Writing in the International Herald Tribune, Yulia Tymoshenko considers ways in which the countries of Europe can deal with a Russia that is increasingly relying on energy politics to achieve its geopolitical and strategic aims. An excerpt:
What can the West do to dissuade the Kremlin from pursuing its expansionist designs?
Today, Russia needs Western markets, not Western aid. Yet it exhibits the worst of monopolistic behavior.
One path of engagement is for the European Union to work with Russia on energy in much the same way the EU engages other perceived monopolistic entities, Microsoft being a landmark example. European competition policy, which has successfully engaged companies both inside and outside the EU, could also help turn Gazprom into a reasonable competitor. One must ask how it is that Apple’s iPod and iTunes are challenged by EU regulators yet Gazprom is not?
In such a policy approach, the EU should consider breaking Gazprom’s monopoly on pipeline infrastructure as well as licensing independent gas producers.
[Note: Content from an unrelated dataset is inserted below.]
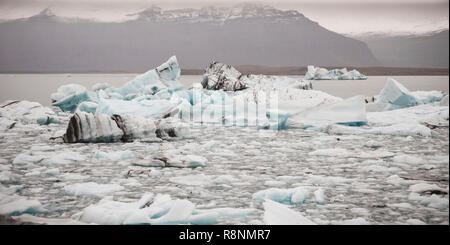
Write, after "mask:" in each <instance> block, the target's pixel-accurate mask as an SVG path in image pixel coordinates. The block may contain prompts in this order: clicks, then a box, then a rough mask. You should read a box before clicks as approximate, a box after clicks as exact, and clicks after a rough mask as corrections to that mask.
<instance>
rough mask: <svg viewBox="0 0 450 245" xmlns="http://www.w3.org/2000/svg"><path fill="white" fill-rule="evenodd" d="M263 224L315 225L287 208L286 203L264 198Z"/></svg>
mask: <svg viewBox="0 0 450 245" xmlns="http://www.w3.org/2000/svg"><path fill="white" fill-rule="evenodd" d="M263 205H264V224H266V225H316V223H314V222H312V221H311V220H309V219H308V218H306V217H305V216H303V215H302V214H300V213H298V212H295V211H293V210H291V209H289V208H288V207H287V206H286V205H283V204H280V203H277V202H274V201H271V200H265V201H264V203H263Z"/></svg>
Independent producers already account for 20 percent of domestic gas sales in Russia and are boosting their output. Further gains would require market incentives. Europe can help by explicitly linking its acceptance of Russia’s WTO membership to Russia’s ratification of the Energy Charter and its attendant Transit Protocol, which would guarantee access to Russian pipelines for Gazprom’s competitors.
In this way, Europeans would shore the risks of any possible energy blockade equally among themselves, rather than allowing separate deals that leave others vulnerable to energy blackmail. Such a policy would need to incorporate a consensus that no country could reach a deal with Gazprom that undercuts EU plans to help construct pipelines from Central Asia that bypass Russia.
The EU’s collective engagement would be a model for the developing democracies on its borders, including Ukraine, and provide constructive model for Russian commercial behavior.
Russia should be welcomed in institutions and agreements that foster cooperation. But Russia’s reform will be impeded, not helped, if the West turns a blind eye to its expansionist pretensions – be they economic or political. The independence of the republics that broke away from the Soviet Union, including Ukraine, must not be tacitly downgraded by the West’s acquiescence to Russia’s desire for hegemony.